What Courage Looks Like
Brene Brown writes about courage. She wrote, “Courage is a heart word. The root of the word courage is cor- the Latin word for heart.” Living a cross-cultural life regularly demands courage. It is not always a flashy, in-your-face type of courage. Not all courage requires heroic feats. Our cross-cultural lives mostly require a quiet, insistent, and persistent brand of courage. It is this type of courage that enables us to persevere and keep moving forward in our cross-cultural lives.
You manifest courage when you wake up to no electricity, once again, and get the house off and running. Learning to navigate the local markets and barter in a foreign language is another act of courage. Fierce courage is displayed by simply walking in your neighborhood and speaking with your neighbors in a language not your own—realizing that you are probably making mistakes and the potential for being misunderstood is exponentially high.
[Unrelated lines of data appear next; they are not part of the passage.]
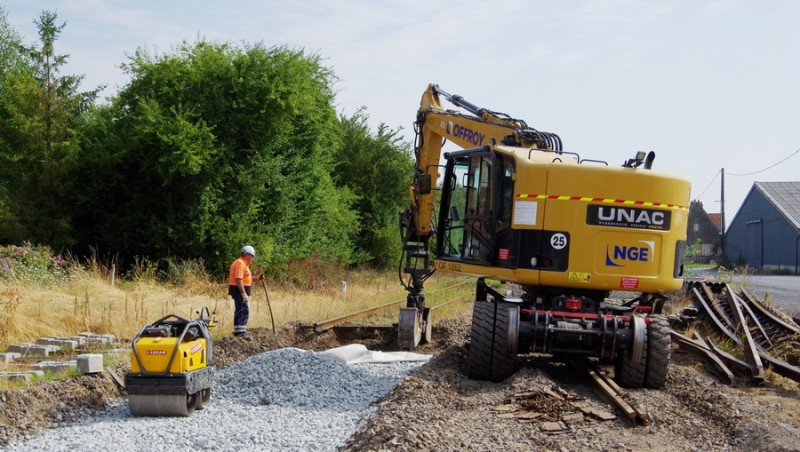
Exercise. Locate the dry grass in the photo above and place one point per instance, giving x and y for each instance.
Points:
(87, 302)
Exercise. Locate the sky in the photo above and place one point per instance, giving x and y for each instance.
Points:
(706, 85)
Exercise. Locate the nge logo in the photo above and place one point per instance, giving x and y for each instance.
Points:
(622, 254)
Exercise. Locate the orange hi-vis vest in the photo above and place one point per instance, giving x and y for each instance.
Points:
(240, 270)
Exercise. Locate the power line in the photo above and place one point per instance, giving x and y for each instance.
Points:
(709, 186)
(769, 167)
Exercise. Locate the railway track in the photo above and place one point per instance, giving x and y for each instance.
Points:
(767, 338)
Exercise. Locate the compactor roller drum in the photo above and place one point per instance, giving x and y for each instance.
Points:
(174, 405)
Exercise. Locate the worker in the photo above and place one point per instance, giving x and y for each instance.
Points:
(240, 282)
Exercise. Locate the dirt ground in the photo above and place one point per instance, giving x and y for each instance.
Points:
(439, 408)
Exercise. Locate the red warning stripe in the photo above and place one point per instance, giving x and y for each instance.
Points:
(603, 200)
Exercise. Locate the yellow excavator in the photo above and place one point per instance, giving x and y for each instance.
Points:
(512, 206)
(171, 366)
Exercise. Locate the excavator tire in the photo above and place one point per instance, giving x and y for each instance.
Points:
(658, 352)
(628, 374)
(492, 348)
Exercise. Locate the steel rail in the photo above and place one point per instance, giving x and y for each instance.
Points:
(757, 340)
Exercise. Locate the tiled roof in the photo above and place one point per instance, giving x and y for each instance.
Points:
(785, 196)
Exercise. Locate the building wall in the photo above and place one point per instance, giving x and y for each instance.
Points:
(701, 227)
(761, 236)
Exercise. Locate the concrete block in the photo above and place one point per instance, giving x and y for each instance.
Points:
(54, 366)
(31, 349)
(21, 376)
(7, 357)
(60, 343)
(90, 363)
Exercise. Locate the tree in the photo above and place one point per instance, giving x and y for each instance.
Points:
(40, 110)
(213, 146)
(377, 168)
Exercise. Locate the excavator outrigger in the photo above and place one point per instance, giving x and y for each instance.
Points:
(514, 207)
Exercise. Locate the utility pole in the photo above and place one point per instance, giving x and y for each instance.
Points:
(722, 214)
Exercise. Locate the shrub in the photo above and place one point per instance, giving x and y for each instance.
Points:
(28, 262)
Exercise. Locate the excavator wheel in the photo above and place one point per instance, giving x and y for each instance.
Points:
(658, 352)
(173, 405)
(493, 341)
(631, 364)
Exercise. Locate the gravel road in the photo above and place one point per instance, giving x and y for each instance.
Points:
(287, 399)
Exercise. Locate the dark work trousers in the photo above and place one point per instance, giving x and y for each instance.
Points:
(241, 311)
The bureaucracy and officialdom of many countries is daunting. Filing the correct papers and obtaining driver's licenses and proper visas makes us dig deep and muster up our moxie and our courage.
I haven’t even begun to mention the encounters with many exotic critters inside and outside our homes that call on our courage daily. Geckos have fallen on my head and once a tokay lizard attacked my daughter (yes, I said attacked). There have been numerous snakes in my house, as well as tarantulas and other ginormous spiders. All of which required courage.
Sometimes we need courage to eat the beautiful varieties of food available in our host countries. My very first day overseas is as vivid as if it happened yesterday. I was five months pregnant and had just arrived in Puerto Lempira, Honduras. My Spanish was not strong and my Miskito (the local Indian language) was nonexistent. I was sitting in the local pastora’s house and there was a large turtle lying on the floor on its back. I instinctively knew it was to be lunch. Every fiber in my being wanted to set the turtle free, but I knew that it would be a disastrous first act in my new host country. Freeing the turtle would have deeply damaged any future ministry I could hope to have in that community. I would have also harmed my fledgling relationship with the pastora.That first day, in all of my pregnant glory, required all the courage that I could summon from the depths of my being. I was so out of my comfort zone in every way. I needed both the in-your-face, brandish-your-sword type courage, as well as the quiet courage that resides deep in your bones. Moving to La Mosquitia five months pregnant required a certain type of pluck and audacity founded upon great faith. Sitting in the the pastora’s house unable to communicate well, eyeing the poor turtle powerlessness to escape, and resigning myself to the fact that my first meal in my new home in my new life in my new country would be turtle soup all required quiet courage.
So many astonishing acts of courage fill our daily lives overseas that we probably take them for granted. What does courage look like where you live? What do you wrestle with? I encourage you to reflect on your current life situation and see, perhaps for the first time, the daily doses of courage that fill your day.There is a proverb that says “Fear and courage are brothers.” Courage is not the absence of fear. It is pressing on in the face of your fear. Deuteronomy 31:6 is often quoted and for good reason. “Be strong and courageous. Do not be afraid or terrified because of them, for the LORD your God goes with you; he will never leave you nor forsake you.” So, across the globe, as you live your cross-cultural lives, “Be strong and courageous.”Our lives are filled with tiny and enormous acts of courage, which speaks and points to an even greater faith in the One who is with you across the globe.How have you been showing courage lately? What does courage look like in your context?